Member of Bangladesh Parliament

Assembly Member for Satkhira-1
- In office February 1996 – May 1996
- Preceded by: Ansar Ali
- Succeeded by: Syed Kamal Bakht
- In office 2001–2008
- Preceded by: BM Nazrul Islam
- Succeeded by: SM Mujibur Rahman

Personal details
- Born: Kalaroa, Satkhira, Bangladesh
- Party: Bangladesh Nationalist Party
- Children: 2^{[citation needed]}
- Alma mater: University of Dhaka

= Habibul Islam Habib =

Bangladeshi politician

Habibul Islam Habib is a politician who is secretary of publication affairs of the Bangladesh Nationalist Party and a former member of parliament for Satkhira-1.

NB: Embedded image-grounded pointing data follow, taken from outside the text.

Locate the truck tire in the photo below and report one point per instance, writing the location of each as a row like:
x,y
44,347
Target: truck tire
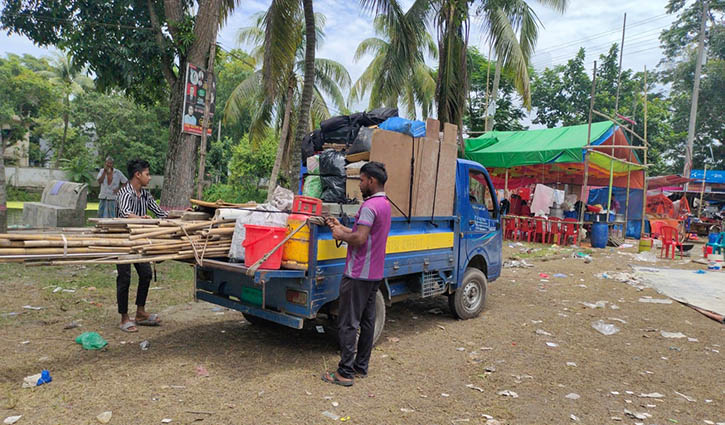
x,y
470,297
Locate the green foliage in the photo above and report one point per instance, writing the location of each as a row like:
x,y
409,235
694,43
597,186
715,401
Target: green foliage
x,y
508,115
117,126
79,169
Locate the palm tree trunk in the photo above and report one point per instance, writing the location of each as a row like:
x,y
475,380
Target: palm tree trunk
x,y
307,88
494,92
3,193
282,145
65,131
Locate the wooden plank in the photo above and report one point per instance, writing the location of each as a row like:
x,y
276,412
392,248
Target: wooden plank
x,y
446,184
394,150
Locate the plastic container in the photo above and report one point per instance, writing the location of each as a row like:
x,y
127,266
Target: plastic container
x,y
259,240
645,244
295,254
600,235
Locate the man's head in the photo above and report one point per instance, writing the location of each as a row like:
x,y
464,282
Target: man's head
x,y
372,178
139,169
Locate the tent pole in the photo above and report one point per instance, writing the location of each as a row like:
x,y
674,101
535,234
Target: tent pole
x,y
644,186
702,192
611,181
586,157
626,204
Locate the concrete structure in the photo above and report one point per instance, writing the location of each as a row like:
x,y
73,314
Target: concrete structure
x,y
63,205
34,177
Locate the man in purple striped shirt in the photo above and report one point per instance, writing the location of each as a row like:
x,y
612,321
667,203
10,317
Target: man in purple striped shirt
x,y
363,274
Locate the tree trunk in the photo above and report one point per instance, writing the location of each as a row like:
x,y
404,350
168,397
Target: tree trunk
x,y
307,88
181,158
494,93
65,132
282,145
3,193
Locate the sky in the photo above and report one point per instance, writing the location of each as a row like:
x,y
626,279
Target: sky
x,y
594,25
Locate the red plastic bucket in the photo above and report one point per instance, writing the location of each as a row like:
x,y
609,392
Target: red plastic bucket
x,y
258,241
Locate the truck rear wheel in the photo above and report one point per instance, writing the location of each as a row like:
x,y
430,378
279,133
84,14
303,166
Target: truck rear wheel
x,y
470,297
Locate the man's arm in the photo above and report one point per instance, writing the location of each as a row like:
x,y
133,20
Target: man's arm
x,y
356,238
101,175
153,206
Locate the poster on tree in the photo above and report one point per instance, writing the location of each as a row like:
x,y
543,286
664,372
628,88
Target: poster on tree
x,y
198,81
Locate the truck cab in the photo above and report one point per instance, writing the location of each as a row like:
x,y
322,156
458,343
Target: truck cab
x,y
425,256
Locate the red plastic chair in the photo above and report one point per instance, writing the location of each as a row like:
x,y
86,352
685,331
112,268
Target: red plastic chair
x,y
670,238
570,230
555,228
540,230
525,229
510,228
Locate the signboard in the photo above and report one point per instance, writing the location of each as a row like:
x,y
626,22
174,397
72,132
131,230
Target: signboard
x,y
197,83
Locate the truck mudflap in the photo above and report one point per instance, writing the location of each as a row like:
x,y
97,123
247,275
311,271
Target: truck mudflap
x,y
272,316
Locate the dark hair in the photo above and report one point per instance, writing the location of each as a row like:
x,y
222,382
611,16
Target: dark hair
x,y
135,165
375,170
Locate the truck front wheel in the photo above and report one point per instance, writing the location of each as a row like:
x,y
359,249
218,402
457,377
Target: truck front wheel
x,y
470,297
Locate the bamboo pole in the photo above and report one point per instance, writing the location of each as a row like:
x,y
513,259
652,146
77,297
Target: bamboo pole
x,y
586,155
702,192
644,186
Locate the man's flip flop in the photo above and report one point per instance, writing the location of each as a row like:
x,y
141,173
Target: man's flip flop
x,y
152,320
331,378
126,327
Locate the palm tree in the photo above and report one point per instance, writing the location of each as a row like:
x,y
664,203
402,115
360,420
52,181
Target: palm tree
x,y
72,80
511,26
273,98
385,86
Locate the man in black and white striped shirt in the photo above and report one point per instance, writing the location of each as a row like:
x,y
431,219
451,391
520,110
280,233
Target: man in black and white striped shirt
x,y
133,201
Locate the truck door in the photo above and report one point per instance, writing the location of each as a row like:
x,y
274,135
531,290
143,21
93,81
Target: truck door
x,y
480,224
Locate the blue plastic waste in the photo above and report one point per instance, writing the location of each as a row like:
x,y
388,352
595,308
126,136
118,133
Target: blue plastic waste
x,y
44,377
402,125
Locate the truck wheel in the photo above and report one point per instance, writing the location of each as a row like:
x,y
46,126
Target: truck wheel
x,y
379,320
468,300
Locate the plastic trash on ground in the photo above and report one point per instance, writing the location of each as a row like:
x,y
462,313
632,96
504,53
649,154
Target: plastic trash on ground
x,y
91,341
37,379
605,328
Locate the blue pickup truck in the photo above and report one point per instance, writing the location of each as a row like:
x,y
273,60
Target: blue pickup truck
x,y
453,255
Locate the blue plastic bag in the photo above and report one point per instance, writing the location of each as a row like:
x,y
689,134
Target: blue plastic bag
x,y
402,125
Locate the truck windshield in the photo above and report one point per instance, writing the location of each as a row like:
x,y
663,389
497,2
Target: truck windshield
x,y
478,192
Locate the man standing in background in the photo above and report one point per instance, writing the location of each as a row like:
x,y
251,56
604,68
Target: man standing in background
x,y
111,180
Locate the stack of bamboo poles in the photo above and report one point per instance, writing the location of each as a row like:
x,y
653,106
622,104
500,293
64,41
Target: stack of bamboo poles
x,y
121,241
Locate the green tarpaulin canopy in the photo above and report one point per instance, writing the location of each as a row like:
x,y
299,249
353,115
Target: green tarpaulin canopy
x,y
506,149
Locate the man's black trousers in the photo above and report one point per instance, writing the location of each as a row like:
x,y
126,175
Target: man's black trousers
x,y
123,282
357,310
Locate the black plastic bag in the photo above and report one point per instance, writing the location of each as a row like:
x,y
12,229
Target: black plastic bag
x,y
363,142
379,115
332,171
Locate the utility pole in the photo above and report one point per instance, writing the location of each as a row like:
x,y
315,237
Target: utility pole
x,y
619,73
695,94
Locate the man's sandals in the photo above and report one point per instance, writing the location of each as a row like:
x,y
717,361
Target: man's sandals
x,y
332,378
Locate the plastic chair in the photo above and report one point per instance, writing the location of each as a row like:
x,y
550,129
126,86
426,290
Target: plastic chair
x,y
570,230
670,238
510,228
524,229
540,229
555,228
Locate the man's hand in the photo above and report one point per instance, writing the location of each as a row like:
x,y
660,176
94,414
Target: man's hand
x,y
338,232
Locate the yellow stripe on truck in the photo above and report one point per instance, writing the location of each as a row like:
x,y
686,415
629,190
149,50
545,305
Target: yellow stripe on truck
x,y
326,249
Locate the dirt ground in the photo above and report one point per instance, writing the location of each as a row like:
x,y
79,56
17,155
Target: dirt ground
x,y
427,369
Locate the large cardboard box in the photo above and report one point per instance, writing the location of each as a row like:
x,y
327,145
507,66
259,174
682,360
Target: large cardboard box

==Early life and education==
He was born in 1965 in Kalaroa Upozila in Satkhira District from a renowned muslim family. Completing his education from school & college level, he was admitted in the University of Dhaka on 1985 in the Department of Physics. In 1990, He was elected as Science Auditorium Affairs Secretary of DUCSU.

==Career==
Habib was elected to parliament from Satkhira-1 as a Bangladesh Nationalist Party candidate in 2001. In 2015, he was charged with attacking a convoy of Prime Minister Sheikh Hasina in Satkhira in 2002.